“Shareholders are stupid and impertinent — stupid because they give their money to somebody else without any effective control over what this person is doing with it, and impertinent because they ask for a dividend as a reward for their stupidity.”
“股东既愚蠢又无礼,说他们愚蠢是因为他们把自己的钱交给了其他人,却无法有效控制这个人怎么用这笔钱,说他们无礼是因为他们要求获得股息来回报自己的愚蠢。”
So said the banker Carl Fürstenberg, who ran the Berliner Handels-Gesellschaft in the late 19th and early 20th century.
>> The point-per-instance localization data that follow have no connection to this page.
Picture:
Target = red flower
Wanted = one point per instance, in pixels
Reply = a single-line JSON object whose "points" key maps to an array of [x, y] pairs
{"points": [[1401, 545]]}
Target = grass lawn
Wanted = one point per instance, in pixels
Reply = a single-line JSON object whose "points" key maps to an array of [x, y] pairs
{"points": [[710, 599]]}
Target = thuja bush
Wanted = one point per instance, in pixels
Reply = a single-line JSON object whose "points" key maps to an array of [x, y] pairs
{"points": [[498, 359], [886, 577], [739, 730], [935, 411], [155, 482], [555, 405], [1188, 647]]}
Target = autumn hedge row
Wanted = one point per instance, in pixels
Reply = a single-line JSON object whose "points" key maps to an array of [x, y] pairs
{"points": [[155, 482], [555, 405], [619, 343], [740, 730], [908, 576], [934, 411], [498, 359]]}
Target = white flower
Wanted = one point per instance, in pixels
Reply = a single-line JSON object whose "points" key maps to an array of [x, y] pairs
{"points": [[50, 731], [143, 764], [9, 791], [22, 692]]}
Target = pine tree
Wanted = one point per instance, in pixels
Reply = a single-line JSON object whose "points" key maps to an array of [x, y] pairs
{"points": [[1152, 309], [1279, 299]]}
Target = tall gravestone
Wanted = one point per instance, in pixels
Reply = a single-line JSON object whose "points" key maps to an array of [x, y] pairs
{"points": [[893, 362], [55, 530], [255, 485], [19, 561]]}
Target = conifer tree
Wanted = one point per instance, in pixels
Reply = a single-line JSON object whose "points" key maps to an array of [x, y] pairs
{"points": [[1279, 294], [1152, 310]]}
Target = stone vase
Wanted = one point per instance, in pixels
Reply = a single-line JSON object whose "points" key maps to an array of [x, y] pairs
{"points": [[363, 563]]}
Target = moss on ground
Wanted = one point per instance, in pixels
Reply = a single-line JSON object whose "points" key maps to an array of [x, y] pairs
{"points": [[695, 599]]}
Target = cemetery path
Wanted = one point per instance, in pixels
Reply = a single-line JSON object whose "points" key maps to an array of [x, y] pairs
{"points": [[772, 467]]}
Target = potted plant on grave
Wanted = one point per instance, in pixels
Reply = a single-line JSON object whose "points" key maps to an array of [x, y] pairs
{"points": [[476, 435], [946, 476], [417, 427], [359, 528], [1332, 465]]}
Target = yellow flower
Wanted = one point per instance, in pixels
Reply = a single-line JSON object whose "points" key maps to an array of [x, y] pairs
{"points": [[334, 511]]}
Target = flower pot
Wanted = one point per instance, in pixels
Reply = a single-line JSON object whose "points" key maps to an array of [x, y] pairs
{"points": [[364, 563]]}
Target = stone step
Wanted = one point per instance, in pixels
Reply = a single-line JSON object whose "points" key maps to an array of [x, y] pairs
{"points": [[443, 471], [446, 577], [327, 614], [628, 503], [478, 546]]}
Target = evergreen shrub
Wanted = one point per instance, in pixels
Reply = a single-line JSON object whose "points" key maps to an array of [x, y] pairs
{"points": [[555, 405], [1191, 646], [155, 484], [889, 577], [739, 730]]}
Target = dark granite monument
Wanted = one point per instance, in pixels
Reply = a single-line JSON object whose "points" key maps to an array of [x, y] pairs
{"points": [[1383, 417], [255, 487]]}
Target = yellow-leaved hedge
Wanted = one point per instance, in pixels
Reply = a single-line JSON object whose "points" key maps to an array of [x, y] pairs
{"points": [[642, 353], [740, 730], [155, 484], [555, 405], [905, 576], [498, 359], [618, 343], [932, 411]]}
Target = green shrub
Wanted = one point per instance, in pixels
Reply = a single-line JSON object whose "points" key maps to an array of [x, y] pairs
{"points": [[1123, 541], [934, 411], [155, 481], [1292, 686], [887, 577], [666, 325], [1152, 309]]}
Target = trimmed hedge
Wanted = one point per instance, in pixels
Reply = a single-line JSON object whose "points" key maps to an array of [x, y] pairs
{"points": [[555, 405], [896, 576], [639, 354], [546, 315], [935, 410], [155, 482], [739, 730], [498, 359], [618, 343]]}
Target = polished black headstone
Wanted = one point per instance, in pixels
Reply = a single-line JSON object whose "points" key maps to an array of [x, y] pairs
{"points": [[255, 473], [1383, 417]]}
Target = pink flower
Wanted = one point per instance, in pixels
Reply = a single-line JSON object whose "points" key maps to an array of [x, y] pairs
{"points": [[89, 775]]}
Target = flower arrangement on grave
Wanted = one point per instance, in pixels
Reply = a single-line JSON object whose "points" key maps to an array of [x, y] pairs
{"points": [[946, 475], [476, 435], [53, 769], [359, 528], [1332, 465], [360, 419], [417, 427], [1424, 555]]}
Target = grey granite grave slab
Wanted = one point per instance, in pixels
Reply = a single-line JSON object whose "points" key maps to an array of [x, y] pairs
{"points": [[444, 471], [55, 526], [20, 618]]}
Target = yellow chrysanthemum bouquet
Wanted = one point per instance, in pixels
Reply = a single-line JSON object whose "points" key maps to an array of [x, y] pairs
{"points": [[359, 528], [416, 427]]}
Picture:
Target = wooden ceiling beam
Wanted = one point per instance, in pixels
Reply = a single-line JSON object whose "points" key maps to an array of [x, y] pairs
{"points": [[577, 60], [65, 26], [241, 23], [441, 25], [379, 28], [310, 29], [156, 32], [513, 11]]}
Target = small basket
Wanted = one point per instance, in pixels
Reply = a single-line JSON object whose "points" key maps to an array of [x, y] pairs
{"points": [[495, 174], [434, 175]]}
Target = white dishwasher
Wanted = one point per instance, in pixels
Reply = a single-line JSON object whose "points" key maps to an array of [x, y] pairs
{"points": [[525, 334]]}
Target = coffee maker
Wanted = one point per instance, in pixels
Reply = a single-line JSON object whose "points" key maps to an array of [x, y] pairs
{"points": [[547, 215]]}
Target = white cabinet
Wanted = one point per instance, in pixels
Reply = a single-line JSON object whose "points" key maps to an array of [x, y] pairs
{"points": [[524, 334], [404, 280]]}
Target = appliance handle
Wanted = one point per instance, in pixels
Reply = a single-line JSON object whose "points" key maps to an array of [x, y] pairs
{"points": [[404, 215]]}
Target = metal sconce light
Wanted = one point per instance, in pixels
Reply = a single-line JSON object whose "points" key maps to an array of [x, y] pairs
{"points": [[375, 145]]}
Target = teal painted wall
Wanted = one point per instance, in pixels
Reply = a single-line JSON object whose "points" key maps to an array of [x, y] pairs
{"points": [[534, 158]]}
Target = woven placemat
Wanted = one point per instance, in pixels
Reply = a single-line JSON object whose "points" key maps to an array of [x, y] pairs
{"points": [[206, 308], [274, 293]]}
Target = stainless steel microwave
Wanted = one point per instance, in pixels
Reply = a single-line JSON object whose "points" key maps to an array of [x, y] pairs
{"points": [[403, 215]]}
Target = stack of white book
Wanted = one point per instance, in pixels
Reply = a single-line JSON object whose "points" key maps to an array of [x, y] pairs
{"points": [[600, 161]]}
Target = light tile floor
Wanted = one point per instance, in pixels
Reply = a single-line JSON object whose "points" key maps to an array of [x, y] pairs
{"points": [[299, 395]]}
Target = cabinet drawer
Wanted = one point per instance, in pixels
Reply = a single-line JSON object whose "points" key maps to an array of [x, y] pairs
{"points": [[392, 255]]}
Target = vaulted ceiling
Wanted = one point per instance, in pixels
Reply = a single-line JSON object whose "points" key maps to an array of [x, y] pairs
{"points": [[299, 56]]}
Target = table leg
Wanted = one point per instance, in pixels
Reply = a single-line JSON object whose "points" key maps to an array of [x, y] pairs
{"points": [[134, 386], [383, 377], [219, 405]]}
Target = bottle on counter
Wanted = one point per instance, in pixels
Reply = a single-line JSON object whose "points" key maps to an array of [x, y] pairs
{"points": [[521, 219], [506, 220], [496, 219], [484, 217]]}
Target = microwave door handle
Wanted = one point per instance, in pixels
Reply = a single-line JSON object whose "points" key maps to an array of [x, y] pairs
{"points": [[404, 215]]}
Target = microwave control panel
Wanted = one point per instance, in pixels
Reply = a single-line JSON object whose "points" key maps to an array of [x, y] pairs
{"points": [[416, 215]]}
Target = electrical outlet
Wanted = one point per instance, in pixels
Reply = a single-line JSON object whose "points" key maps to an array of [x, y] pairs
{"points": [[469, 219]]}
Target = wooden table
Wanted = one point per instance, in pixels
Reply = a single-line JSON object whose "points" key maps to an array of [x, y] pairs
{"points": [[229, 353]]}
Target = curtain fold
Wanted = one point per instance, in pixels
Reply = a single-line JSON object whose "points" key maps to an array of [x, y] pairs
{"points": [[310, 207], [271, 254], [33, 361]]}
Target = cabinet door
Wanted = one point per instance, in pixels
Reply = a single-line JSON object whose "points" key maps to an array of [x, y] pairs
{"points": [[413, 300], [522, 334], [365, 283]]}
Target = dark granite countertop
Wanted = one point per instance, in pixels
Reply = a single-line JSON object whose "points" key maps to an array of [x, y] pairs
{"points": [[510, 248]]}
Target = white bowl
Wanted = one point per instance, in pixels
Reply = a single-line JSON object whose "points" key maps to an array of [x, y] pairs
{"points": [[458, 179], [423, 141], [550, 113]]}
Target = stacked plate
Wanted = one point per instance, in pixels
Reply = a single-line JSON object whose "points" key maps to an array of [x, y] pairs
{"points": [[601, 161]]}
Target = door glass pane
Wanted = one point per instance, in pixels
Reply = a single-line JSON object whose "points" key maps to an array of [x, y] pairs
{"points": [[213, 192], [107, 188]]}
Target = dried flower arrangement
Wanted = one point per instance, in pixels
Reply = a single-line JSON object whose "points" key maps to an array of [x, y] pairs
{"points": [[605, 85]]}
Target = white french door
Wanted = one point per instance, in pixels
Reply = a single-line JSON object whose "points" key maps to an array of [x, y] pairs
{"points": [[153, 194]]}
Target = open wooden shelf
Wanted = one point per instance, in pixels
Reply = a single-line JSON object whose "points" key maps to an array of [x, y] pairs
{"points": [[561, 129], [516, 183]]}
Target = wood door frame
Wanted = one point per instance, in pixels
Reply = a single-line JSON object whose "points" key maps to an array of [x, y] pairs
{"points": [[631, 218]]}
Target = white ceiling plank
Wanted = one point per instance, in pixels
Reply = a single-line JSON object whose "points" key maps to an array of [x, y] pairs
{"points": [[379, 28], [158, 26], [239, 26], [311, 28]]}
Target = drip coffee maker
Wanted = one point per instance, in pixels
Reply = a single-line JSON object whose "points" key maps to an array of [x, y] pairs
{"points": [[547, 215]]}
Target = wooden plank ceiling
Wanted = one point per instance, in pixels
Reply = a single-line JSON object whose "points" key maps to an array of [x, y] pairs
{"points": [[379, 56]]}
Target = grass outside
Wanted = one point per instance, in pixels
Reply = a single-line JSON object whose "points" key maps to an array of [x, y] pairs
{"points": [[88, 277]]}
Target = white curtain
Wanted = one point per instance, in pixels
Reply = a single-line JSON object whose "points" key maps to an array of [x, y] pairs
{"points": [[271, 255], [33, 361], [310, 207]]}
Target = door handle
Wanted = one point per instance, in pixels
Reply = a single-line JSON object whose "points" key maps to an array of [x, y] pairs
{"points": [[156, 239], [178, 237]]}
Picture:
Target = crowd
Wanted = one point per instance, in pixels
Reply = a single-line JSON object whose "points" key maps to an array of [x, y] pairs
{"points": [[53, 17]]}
His disdainful attitude to shareholders appears to live on today with many high-tech entrepreneurs, including the founders of Snap, the Californian company that runs the popular mobile messaging app Snapchat.
这是银行家卡尔?弗斯滕伯格(Carl Fürstenberg)说过的话,他曾在19世纪末和20世纪初执掌Berliner Handels-Gesellschaft。他对股东的鄙视态度似乎传承给了当今的很多高科技企业家,包括加州公司Snap创始人,该公司管理着颇受欢迎的移动消息应用Snapchat。
Snap’s initial public offering will be the first in the US to issue shares with no voting rights at all. Co-founders Evan Spiegel, chief executive, and Bobby Murphy, chief technology officer, have been transparent about their intentions, stating clearly in the prospectus that it has no intention of paying cash dividends for the foreseeable future.